2.000.000 de dollars américains, c’est la somme accordée par la Fédération de la Russie au PAM pour une aide alimentaire d’urgence destinée aux familles burundaises, soit 50.000 personnes victimes des aléas climatiques dans les provinces de Kirundo, Muyinga, Makamba et Rutana. Bien plus qu’un simple acte humanitaire, un souffle d’espoir en cette journée internationale de la charité (célébrée le 5 septembre).
Le Burundi fait face aux effets néfastes du phénomène el niño depuis la saison des pluies de septembre 2025. Dans certaines localités de l’ouest, c’est plutôt les glissements de terrains, les pluies torrentielles qui ont causé des inondations, le niveau du lac Tanganyika qui est monté de façon inquiétante, envahissant les habitations de plusieurs familles. Ailleurs, c’était une grosse sécheresse qui a laissé les familles dans une extrême désolation.
Les parents n’avaient pas de récolte, et ne peuvent par conséquent pas nourrir convenablement leurs familles. Certains s’entraident, d’autres essaient de survivre tant bien que mal en faisant des travaux champêtres pour les plus nantis. La Grande Russie, partenaire engagé du Burundi même durant la période d’isolation internationale ne fait pas la sourde oreille. Via le détenteur du prix Nobel de la paix 2020 en l’occurrence le PAM, la Russie tend la main au Burundi, réchauffant ainsi le cœur des parents en désarroi.
Des vies sauvées, une solidarité garantie.
De Moscou à Bujumbura, une distance d’à peu près 10.000km sépare la Grande Russie au Burundi.
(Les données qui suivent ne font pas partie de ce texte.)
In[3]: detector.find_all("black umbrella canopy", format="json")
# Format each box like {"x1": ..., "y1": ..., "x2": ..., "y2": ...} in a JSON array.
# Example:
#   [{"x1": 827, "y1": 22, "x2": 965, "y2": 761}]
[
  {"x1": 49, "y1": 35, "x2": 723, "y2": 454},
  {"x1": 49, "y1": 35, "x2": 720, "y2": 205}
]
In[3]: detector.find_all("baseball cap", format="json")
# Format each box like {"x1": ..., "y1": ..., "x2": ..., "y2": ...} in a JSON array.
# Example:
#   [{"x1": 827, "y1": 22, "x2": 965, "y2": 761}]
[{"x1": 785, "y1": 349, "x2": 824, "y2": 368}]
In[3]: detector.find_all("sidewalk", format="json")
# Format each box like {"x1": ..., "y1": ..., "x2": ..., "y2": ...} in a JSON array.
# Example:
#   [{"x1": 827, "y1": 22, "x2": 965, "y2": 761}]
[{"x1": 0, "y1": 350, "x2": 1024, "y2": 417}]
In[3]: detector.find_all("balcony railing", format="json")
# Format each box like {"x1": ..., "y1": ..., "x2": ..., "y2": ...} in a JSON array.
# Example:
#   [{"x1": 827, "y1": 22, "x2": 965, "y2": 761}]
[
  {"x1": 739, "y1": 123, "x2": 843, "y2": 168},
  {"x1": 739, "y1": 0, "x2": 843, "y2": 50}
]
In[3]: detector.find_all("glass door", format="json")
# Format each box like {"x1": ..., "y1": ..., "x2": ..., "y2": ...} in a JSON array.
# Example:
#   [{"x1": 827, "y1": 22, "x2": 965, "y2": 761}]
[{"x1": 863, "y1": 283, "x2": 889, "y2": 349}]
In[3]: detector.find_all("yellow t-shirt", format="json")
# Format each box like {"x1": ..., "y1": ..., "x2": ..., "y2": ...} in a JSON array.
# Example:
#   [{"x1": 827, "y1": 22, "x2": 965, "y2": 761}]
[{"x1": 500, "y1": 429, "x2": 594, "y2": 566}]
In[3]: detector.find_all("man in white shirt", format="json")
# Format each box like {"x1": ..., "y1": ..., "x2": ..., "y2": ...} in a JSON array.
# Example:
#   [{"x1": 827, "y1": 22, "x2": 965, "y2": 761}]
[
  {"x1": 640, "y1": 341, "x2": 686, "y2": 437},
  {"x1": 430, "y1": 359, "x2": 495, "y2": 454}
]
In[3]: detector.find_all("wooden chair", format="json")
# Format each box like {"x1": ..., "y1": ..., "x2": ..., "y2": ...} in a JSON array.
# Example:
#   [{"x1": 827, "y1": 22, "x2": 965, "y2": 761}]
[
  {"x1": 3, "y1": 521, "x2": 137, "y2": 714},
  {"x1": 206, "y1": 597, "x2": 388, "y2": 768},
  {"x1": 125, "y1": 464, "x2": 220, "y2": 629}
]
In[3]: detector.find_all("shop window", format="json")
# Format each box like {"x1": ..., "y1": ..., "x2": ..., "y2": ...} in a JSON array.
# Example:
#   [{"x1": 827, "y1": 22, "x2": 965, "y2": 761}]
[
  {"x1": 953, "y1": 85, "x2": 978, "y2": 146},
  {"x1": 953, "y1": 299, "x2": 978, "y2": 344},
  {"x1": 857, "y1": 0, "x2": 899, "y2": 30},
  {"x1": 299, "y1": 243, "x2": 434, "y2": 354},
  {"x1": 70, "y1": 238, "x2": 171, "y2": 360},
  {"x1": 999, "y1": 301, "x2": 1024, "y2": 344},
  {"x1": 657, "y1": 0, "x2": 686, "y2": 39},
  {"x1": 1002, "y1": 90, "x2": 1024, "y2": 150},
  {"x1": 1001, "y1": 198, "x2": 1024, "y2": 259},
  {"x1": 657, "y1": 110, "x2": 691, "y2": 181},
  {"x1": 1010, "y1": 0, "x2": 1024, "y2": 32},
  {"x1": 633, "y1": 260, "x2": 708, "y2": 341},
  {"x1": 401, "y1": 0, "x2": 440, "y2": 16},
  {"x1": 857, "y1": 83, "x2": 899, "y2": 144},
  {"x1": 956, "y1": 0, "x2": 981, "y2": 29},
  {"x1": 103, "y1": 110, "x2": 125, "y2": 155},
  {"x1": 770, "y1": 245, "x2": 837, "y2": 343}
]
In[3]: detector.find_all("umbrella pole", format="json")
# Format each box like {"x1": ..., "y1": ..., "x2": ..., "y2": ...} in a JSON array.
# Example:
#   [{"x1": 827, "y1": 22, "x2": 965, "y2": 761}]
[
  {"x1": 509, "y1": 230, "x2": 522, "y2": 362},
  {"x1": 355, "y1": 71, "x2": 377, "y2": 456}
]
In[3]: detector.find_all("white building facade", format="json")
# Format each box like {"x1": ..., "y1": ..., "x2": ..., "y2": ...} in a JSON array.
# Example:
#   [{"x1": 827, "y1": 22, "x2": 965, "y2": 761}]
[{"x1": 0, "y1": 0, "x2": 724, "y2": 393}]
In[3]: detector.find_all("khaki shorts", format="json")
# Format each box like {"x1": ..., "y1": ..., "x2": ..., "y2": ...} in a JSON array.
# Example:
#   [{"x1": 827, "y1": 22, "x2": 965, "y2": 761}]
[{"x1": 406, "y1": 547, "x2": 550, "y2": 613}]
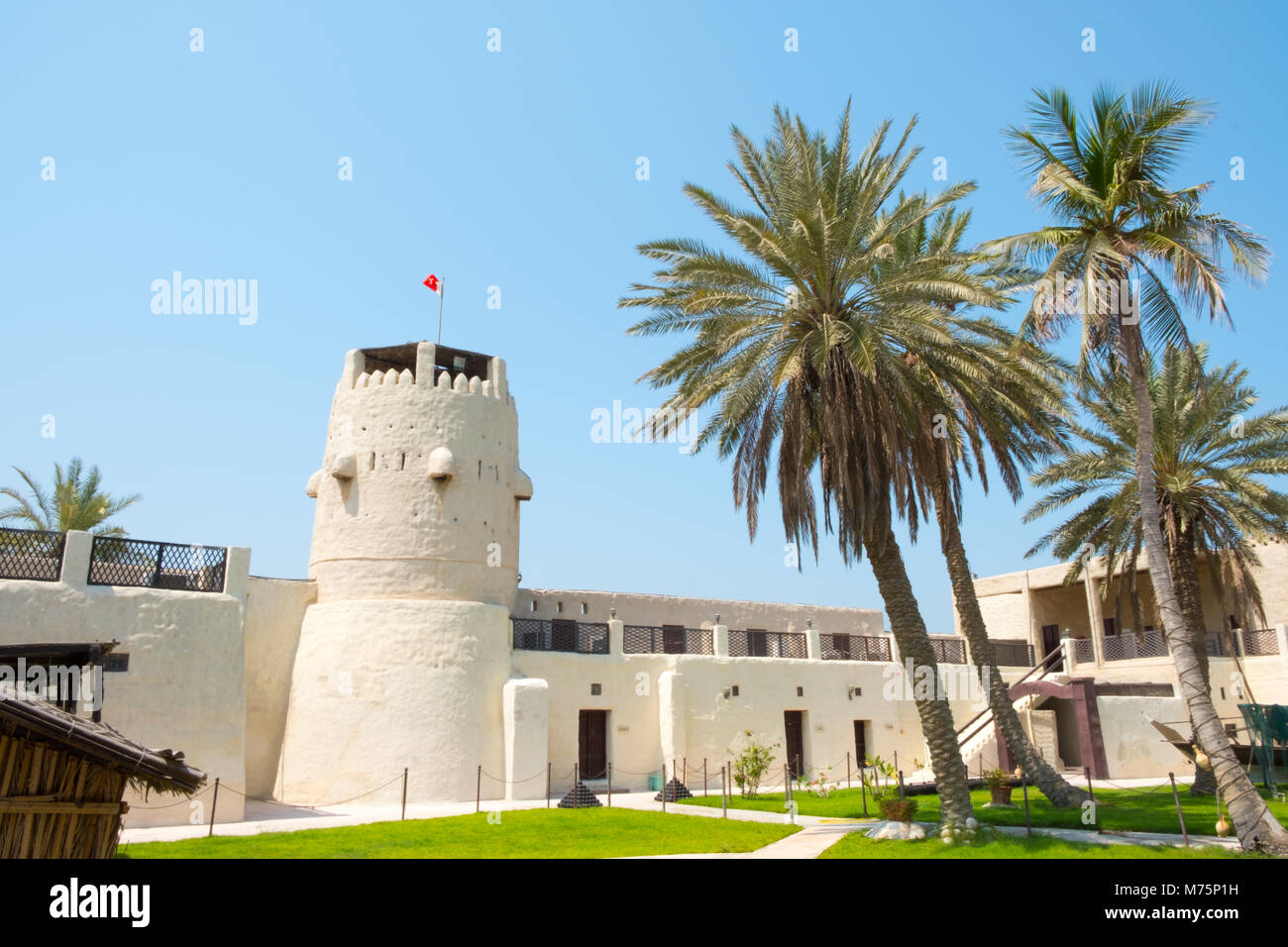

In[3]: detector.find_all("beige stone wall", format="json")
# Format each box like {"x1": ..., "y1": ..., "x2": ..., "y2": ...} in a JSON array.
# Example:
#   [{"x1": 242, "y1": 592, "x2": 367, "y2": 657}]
[
  {"x1": 0, "y1": 562, "x2": 246, "y2": 826},
  {"x1": 245, "y1": 576, "x2": 317, "y2": 798},
  {"x1": 512, "y1": 588, "x2": 883, "y2": 635},
  {"x1": 514, "y1": 652, "x2": 984, "y2": 789},
  {"x1": 306, "y1": 343, "x2": 532, "y2": 605}
]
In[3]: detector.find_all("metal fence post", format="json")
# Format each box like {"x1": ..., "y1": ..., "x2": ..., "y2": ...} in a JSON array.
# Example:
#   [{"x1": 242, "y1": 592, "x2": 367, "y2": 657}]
[
  {"x1": 1167, "y1": 773, "x2": 1190, "y2": 848},
  {"x1": 206, "y1": 776, "x2": 219, "y2": 839}
]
Cette longue distance est pourtant raccourcie par la main bienveillante du gouvernement Russe envers celui Burundais, secourant 50.000 personnes sur les collines touchées par les catastrophes naturelles.
« Je ne savais quoi faire après la sécheresse qui a dévastée tous mes champs. Et je n’étais pas la seule. Beaucoup de parents agriculteurs étaient désespérés comme moi. Nous n’avions plus rien à donner aux enfants. Nous survivions tant bien que mal grâce aux travaux champêtres. Je suis très contente d’avoir bénéficié de cette aide. Cela nous relève et nous fortifie. Mes enfants sont bien nourris et je peux travailler tranquillement », témoigne Venerande CIZA.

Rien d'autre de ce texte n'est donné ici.